I suggested “Three Bob” as more suitable to the metre, which requires a monosyllable at the end of the fourth line; but the amendment was lost; like the well-meant suggestion of Fitz James, it “added but fuel to his hate”; I was told (in effect) that “Llwyn On” should be sung dolce, cantabile, con molta tenerezza; and the children sang it staccato, alla marcia, giocoso. I fear that school got a poor report.

This unhallowed wedding of trivial verse to immortal melody often disturbed even my placid temper. I remember in one school, after listening for some time to some moral sentiments sung to a tune that haunted me with memories of my youth, I recovered the “Lost Chord,” and enquired of the Lady of the Manor, who (suspendens omnia naso) was keeping an eye on my movements, whether she recognized the air. She failed to do so, and I had the pleasure of informing her that it was “Villikins and Dinah,” a tune which, about the time of the Crimean War, divided popularity with “Partant pour la Syrie,” and preceded “The Ratcatcher’s Daughter.” How did it go fifty years since?

“As Villikins was a vallikin in his garden around,
He saw his fair Dinah lay dead on the ground;
A cup of cold poison lay close by her side,
And a billet-dow wot said as how ’twas of poison she died.”

Little did I think to meet Dinah again in a Public Elementary School. The Lady of the Manor sniffed scornfully: probably the mistress heard of it next day. I am sorry I did not ask for a copy of the amended words.

In another school I was cheered by the sound of “Nelly Bly,” a nigger song (shall we say negro melody?) of the Early Carolina period, say 1858-9. There I did ask for a copy of the words, and here they are:

“In Asia and in Africa
The elephant is found:
He larger is than any beast
That walks upon the ground:
When tame he is gentle and mild,
And does what he’s desired,
But if he’s mocked or treated ill,
With anger he is fired.”

I forget the rest, but this is genuine. There should have been a chorus of Hi Jumbo, Ho Jumbo; but it was before the days of the popular beast.

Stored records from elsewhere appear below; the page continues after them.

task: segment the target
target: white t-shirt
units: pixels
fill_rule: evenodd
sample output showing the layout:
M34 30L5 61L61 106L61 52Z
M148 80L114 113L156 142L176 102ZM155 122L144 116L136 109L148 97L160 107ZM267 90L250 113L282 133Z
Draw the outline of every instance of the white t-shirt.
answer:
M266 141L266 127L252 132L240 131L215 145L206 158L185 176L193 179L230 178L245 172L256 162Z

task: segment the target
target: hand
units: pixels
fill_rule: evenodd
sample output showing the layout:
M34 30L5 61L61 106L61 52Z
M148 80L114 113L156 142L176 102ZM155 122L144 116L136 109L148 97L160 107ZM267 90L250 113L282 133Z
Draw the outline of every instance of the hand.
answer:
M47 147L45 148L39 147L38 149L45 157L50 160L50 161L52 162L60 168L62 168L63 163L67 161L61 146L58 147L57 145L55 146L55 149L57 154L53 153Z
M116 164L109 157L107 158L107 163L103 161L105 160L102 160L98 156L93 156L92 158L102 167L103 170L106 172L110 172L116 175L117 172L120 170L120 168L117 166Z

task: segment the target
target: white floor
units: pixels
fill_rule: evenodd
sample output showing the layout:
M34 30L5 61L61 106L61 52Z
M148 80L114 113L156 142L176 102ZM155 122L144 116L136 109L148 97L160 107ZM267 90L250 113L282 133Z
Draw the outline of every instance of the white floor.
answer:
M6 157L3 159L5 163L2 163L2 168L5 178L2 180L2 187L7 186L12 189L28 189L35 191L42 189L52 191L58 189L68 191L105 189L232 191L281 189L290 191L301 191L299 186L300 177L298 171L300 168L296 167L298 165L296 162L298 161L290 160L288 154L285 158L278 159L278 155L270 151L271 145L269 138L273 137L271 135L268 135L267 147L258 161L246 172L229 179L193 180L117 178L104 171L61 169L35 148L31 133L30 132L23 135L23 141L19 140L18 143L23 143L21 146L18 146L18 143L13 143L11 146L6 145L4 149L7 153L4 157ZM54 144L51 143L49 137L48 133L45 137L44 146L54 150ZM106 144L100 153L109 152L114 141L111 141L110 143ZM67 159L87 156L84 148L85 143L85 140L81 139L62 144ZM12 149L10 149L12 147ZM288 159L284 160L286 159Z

In an old Blue Book, more than thirty years ago, I read a lamentation of an Inspector in this district that he had heard “A Southerly Wind” to an extent that would have sickened a Cheshire fox-hunter, and “The Neat Little Clock” till he could wish that time were no more. The latter was a drivelling piece of morality sung to the beautiful old tune of “The Woodpecker”: it lasted well into my epoch, but it seems to be extinct now.

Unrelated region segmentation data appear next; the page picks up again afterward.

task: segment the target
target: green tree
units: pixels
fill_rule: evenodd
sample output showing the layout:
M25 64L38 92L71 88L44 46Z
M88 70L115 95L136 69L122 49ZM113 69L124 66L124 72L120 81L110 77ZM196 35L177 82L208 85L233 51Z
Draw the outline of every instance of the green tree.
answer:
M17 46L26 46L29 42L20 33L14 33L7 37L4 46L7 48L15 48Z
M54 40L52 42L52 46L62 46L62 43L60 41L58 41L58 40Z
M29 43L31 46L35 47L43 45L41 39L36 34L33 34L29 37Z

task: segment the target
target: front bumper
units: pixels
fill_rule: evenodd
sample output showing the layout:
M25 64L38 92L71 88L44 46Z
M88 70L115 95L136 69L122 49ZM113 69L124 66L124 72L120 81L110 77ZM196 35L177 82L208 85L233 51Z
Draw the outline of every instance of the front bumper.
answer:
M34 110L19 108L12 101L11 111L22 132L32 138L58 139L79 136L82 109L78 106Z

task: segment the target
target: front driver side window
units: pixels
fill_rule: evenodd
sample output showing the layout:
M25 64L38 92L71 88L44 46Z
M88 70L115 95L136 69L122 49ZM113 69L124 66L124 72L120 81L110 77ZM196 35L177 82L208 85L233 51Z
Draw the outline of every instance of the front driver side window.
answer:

At times one attempted to guide the popular taste. In a fishing village, where there was a lighthouse, I persuaded the master to teach Kingsley’s “Three Fishers”: and in an Irish school I urged Moore’s Melodies. But in neither case was the result encouraging, and the attempt was not repeated. Then it occurred to me one day, as it did with a more satisfactory result to Juvenal, “am I always to be only a hearer?” or as to Fletcher of Saltoun’s “very wise man,” if a man were permitted to make all the school songs, he need not care who should make the Code. And I wrote for a friendly infant school a parody of Gilbert’s Minstrel’s Song, in the “Yeomen of the Guard”: it was arranged antiphonally for boys and girls, and the second verse ran thus:

Boys: I have a song to sing, oh.

Girls: Sing me that song, oh.

Boys: It’s the song of the pie, and the greedy boy
Who sat in his lonely corner;

It’s the song of a boy with a greedy thumb,
Which he put in the pie to pull out a plum;
The little dog laughed when he saw such sport,
For he always laughed when he didn’t ought,
He never was at school, and never was taught,
A naughty boy, Jack Horner.
All: Heigh dey, heigh dey,
Heigh diddle diddle, the cat and the fiddle,
The little dog laughed when he saw the sport
Of the naughty boy, Jack Horner.

I think the teachers were a little doubtful about the grammar of “didn’t ought,” and candour compels me to admit that the song was not a success. Two schools sang it “to oblige the Inspector,” but on him, at least, it had the effect of a penitential psalm. I wrote no more.

Strange that there should be any difficulty in finding words of songs: “the world was all before them where to choose.” England, Scotland, Ireland, and Wales contribute folk-songs of sufficient merit and variety, though, at times, of dialectic English. Germany is always at hand. But I admit that if you deduct in each case songs in praise of Bacchus, Diana, and Venus, there is a large gap.